Given the way they approach roster-building, when the White Sox claim in a letter to season-ticker holders that the 99-loss campaign of 2013 was embarrassing and unacceptable, it carries some believable weight to it. Especially when VP of Marketing Brooks Boyer gives an honest assessment of how things got to this point.
“You have to pay the piper on having the attitude of going for it [every year], and sometimes that is your reality.”
This statement leaves out the international signing scandal and a self-defeating draft approach coming home to roost as well, but that could have been expected. Such problems have been addressed and will provide returns in slow motion, so it would have been an opportunity to cite help that’s on the way and preach patience, but criticizing the draft policy would involve criticizing people still employed (or still signing checks) and I doubt anyone working in White Sox public relations thinks bringing up David Wilder is a good idea.
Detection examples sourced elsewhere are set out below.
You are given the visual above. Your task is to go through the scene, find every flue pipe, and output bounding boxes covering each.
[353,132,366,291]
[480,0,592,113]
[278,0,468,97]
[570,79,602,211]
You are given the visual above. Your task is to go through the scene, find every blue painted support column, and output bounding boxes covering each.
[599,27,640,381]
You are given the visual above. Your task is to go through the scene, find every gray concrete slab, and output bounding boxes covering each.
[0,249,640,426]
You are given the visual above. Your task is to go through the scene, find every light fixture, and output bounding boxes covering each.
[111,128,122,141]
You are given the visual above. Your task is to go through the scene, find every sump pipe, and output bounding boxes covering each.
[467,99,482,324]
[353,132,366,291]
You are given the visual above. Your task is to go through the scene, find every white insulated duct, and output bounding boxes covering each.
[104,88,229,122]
But Boyer’s actual letter again trots out the same curious balance between promising immediate improvement while dismissing notions of a quick fix. Short-term and long-term improvement is a promise they can technically fulfill, since even a rebuilding club could do better than 63 wins, but to achieve in a way that the fans actually recognize will require meaningful production from their long-term pieces.
Abreu and Garcia are fun to dream on, but that’s where visions of leaps forward in production die. It is extremely likely that Sale and Quintana both hit their ceilings last season. Quintana, because he’s generally believed to have already exceeded any reasonable projections for his production, and Sale, because his performance level is already unfathomably high. He could get a few breaks and have a career-year better than a 3.07 ERA in a homer happy ballpark, but banking on it would be silly.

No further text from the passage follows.